Search Engine Breakdown
Why does a widely used internet search engine deliver results that can be blatantly racist and sexist? Two leading information researchers investigate their discoveries of hidden biases in the search technology we rely on every day.
REPORTER: As misinformation and so-called fake news continues
to be rapidly distributed on the internet,
our reality has become increasingly shaped
by false information.
Many people don't know the difference between
something real and something created to deceive them.
SAFIYA NOBLE: I spent about 15 years in advertising and marketing,
and while I was there, Google arrived on the scene.
I understood the transformative effect that this search engine
was having in helping us curate
through all kinds of information.
But I was surprised, having just left advertising,
that everybody was thinking about Google
as this new public trusted resource,
because I thought of it as an advertising platform.
Most people who use search engines believe
that search engine results are fair and unbiased.
The public, and especially kids and young people,
use search engines to tell them the facts about the world.
One weekend, my nieces were coming over to hang out,
and I was thinking, "Oh, let me pull my laptop out
"and see if I can find some cool things
for us to do this weekend."
I just thought to type in "Black girls,"
and the whole first page
of search results was almost exclusively pornography
or hyper-sexualized content.
In 2012, I started to see some of the results changing.
Google had started to suppress the pornography
around Black girls.
Unfortunately, still today, we see pornography
and a kind of hyper-sexualized content as the primary way
in which Latina and Asian girls are represented.
"What makes Asian girls so attractive," "Asian fetish,"
"hot ladies from Asians," "see who we rank number one in 2020,"
"tender Asian girls," "meet world beauties."
This is the study that was done by the Markup
that replicated my study from ten years ago.
They found that Black girls, Latina girls, and Asian girls,
those phrases were-- look--
so profoundly linked with kind of adult content.
Zero for white girls, zero for white boys.
There are so many racial stereotypes
and gender stereotypes that show up in search results.
What about actual girls and children
who go and look for themselves in these spaces?
It's very disheartening.
When women become sex objects in a space like this,
it's really profound, because the public generally relates
to search engines as kind of fact checkers.
Before we were so heavily reliant upon a database,
we used something like a card catalogue.
We didn't rank content, it was alphabetical.

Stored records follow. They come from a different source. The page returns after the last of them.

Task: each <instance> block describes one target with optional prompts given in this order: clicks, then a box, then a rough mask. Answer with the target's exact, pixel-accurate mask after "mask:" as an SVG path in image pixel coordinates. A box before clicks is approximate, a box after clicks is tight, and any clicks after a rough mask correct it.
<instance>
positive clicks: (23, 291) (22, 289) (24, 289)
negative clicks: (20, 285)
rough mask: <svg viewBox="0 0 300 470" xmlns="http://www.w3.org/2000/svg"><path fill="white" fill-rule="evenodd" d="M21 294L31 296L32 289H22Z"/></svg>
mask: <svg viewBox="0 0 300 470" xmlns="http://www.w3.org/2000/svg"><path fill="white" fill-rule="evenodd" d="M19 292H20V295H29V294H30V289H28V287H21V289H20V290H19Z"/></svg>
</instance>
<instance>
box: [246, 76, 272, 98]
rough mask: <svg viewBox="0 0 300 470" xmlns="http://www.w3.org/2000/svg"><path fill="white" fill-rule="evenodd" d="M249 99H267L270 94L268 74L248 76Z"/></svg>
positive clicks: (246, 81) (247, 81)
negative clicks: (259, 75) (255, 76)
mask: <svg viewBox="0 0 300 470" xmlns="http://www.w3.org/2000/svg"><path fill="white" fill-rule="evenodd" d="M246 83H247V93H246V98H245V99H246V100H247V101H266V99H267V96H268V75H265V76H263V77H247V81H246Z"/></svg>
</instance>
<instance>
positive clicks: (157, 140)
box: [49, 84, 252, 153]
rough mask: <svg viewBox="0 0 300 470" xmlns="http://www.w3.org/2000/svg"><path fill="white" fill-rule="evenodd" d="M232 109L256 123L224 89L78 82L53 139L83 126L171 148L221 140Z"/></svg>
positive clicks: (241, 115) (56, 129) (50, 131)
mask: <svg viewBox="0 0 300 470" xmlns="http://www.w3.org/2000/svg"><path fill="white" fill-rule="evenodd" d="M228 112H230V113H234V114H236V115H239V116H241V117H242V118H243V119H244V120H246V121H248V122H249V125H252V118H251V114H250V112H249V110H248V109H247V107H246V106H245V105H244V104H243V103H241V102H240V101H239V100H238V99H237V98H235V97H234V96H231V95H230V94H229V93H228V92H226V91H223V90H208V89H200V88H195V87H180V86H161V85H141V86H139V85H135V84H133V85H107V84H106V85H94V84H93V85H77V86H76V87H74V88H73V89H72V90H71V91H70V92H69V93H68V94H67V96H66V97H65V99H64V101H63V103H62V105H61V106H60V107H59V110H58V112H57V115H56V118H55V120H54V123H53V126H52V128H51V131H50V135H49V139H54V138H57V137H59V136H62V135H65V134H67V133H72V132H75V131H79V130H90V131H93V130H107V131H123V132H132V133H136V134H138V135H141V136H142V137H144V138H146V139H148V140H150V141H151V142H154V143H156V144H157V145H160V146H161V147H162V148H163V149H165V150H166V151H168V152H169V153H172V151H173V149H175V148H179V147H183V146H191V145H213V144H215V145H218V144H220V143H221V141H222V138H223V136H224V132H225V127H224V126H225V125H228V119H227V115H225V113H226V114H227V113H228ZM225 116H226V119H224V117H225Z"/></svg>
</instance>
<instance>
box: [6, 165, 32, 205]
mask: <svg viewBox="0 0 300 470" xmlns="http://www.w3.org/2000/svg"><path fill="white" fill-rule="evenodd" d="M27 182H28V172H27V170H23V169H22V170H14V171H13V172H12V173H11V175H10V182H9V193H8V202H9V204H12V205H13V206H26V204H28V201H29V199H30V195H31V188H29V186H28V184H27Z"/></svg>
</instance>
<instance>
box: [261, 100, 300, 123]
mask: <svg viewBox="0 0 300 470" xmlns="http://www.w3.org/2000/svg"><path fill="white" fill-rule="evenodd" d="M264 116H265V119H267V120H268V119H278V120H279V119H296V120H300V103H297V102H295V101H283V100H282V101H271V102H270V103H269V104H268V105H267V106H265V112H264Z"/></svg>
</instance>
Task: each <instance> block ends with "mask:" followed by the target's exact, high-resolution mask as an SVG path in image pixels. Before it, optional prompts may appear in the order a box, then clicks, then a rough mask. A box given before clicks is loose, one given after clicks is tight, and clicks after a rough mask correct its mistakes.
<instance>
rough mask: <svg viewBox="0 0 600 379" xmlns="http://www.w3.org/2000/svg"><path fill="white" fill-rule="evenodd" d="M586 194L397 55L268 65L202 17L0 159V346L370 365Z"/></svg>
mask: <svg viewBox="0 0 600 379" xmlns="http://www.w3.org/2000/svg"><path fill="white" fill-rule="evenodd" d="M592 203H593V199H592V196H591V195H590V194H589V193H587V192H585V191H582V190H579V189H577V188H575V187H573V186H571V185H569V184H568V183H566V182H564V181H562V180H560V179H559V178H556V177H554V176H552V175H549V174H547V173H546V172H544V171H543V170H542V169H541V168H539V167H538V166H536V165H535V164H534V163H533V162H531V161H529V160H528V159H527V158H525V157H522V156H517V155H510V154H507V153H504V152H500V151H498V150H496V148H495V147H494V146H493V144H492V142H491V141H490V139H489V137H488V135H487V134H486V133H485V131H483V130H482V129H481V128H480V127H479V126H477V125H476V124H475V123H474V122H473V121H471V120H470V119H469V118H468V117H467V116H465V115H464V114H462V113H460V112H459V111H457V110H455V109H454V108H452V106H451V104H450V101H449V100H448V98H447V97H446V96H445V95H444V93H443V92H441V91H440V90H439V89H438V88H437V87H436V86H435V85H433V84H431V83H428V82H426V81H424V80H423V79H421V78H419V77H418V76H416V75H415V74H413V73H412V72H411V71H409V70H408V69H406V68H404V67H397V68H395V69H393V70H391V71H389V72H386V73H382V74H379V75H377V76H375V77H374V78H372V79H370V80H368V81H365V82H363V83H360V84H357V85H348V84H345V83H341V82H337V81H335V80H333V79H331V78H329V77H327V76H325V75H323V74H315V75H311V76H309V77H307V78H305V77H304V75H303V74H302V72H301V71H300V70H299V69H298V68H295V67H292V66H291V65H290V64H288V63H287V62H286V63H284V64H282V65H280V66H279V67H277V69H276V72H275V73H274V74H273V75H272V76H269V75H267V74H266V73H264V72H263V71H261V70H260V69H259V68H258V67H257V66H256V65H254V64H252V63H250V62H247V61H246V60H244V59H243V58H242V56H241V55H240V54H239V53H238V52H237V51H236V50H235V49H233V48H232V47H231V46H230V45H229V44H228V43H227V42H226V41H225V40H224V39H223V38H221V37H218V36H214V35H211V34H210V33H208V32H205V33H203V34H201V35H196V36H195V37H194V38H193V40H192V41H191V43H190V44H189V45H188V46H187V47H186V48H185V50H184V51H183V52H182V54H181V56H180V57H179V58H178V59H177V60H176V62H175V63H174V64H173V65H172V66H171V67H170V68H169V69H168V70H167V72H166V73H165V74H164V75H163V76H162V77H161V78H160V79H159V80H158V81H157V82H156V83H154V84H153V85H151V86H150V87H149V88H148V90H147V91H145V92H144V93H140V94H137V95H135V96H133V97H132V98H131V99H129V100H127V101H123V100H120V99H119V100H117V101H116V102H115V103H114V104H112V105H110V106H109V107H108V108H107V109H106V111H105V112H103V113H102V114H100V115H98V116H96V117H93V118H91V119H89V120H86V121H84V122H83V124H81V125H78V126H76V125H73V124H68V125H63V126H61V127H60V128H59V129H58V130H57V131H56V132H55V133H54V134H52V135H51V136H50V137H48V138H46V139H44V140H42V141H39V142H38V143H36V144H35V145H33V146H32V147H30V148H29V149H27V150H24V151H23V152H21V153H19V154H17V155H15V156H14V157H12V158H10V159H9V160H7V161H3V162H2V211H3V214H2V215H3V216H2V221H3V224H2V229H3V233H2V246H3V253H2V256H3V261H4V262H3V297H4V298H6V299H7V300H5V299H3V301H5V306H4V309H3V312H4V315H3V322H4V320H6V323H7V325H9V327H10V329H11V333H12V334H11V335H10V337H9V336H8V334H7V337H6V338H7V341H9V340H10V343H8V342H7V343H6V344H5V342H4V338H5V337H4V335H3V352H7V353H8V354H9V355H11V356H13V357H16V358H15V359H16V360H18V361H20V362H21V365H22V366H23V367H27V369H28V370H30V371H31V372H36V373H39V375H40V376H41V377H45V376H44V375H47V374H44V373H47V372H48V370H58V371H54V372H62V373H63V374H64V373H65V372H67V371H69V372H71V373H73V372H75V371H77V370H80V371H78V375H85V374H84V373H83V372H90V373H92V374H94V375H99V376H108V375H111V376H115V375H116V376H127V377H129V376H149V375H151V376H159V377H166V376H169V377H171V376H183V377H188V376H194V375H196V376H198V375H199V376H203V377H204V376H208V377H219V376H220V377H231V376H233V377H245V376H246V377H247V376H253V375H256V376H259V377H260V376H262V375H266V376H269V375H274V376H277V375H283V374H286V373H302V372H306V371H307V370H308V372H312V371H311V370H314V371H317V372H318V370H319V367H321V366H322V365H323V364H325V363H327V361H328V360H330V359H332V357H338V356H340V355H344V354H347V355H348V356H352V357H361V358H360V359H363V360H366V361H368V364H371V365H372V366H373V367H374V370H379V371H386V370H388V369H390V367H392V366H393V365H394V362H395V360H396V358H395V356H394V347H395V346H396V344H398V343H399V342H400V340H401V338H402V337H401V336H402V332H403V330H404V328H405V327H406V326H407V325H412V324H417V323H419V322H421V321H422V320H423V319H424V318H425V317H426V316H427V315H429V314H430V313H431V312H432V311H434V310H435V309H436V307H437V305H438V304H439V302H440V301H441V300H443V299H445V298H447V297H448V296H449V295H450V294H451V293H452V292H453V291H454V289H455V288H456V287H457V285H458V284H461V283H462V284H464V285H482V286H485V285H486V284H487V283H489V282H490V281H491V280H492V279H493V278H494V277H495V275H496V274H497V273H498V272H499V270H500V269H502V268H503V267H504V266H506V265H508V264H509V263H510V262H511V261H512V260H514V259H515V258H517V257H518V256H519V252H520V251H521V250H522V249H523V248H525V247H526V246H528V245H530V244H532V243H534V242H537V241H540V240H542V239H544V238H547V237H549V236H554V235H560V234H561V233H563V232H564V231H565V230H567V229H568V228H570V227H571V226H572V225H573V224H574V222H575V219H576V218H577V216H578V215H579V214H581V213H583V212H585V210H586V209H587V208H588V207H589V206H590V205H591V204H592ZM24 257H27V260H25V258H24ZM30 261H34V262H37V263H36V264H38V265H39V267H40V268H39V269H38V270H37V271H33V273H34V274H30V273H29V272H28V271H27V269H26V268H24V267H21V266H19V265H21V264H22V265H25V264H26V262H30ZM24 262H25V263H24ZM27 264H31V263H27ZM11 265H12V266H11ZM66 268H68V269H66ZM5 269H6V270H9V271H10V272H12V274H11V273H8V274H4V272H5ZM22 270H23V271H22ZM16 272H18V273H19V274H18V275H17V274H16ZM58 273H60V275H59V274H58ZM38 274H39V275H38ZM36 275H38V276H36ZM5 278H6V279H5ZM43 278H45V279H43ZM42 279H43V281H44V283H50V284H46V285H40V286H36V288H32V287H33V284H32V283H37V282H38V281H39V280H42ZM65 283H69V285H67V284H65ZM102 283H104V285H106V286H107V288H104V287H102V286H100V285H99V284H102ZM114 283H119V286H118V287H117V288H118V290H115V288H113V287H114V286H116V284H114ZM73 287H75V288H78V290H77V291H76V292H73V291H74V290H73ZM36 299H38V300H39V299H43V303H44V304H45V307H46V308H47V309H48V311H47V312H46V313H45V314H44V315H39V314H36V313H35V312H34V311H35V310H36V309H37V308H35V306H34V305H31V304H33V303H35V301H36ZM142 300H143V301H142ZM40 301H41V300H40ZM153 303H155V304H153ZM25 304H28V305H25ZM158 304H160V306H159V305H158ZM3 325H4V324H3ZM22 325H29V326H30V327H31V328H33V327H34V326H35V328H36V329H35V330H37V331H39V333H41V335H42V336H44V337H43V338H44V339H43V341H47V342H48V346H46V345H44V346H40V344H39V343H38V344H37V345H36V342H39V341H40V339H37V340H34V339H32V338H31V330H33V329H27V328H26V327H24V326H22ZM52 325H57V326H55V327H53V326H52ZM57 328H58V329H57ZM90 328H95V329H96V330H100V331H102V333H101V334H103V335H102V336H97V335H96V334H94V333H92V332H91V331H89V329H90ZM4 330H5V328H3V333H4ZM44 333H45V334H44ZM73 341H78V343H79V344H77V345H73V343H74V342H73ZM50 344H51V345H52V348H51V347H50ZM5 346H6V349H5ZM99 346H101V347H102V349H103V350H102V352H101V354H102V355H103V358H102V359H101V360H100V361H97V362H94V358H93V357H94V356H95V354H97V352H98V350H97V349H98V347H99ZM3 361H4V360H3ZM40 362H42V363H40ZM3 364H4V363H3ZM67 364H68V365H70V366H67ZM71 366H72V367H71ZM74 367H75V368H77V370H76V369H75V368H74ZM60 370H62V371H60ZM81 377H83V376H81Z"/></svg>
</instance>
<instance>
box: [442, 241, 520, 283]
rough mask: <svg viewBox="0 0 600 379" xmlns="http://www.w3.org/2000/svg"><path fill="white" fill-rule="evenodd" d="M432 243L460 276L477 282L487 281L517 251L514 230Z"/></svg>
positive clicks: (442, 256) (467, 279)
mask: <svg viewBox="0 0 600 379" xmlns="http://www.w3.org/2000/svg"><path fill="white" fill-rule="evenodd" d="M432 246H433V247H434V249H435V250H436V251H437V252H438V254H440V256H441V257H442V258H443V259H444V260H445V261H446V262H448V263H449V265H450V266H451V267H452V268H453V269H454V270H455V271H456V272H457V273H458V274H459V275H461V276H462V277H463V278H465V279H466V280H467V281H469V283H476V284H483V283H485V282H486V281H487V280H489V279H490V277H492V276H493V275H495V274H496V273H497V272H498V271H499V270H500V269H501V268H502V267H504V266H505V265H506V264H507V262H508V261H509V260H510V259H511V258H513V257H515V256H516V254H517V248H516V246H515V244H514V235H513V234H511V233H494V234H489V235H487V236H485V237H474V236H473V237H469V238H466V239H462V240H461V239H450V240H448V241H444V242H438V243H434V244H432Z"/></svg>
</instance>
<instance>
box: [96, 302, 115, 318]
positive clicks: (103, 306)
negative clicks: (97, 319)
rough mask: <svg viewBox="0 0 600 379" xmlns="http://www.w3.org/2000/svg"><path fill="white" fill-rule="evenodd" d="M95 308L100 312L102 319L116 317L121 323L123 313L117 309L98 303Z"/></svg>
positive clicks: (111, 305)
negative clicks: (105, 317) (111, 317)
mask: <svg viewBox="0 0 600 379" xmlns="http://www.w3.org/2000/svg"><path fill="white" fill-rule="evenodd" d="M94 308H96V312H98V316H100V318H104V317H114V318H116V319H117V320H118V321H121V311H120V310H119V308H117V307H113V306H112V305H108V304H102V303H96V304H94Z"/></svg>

It also might be by subject.
It's a summary of the organization system
we call the Dewey Decimal System.
NOBLE: Now when we're in a subject, we know there is
a lot in relationship to that one item
that we might be looking for.
We might go look for a book in the stacks, for example,
and find that there's hundreds of books around that one
that tell us something about that book,
and we might serendipitously find all kinds of other bits
of information that are amazing.
But we can see a little a bit more about the logics of that.
We don't understand the logics of how certain things
make it to the first page in a search.
Google has a very complicated
and nuanced algorithm for search.
Over 200 different factors go into
how they decide what we see.
Of course, they're indexing about half
of all of the information that is on the web,
and even that is trillions of pages.
AD ANNOUNCER: Billions of times a day,
Google software locates all the potentially relevant results
on the web, removes all the spam, and ranks them
based on hundreds of factors, like keywords, links, location,
and freshness-- all in, oh, 0.81 seconds.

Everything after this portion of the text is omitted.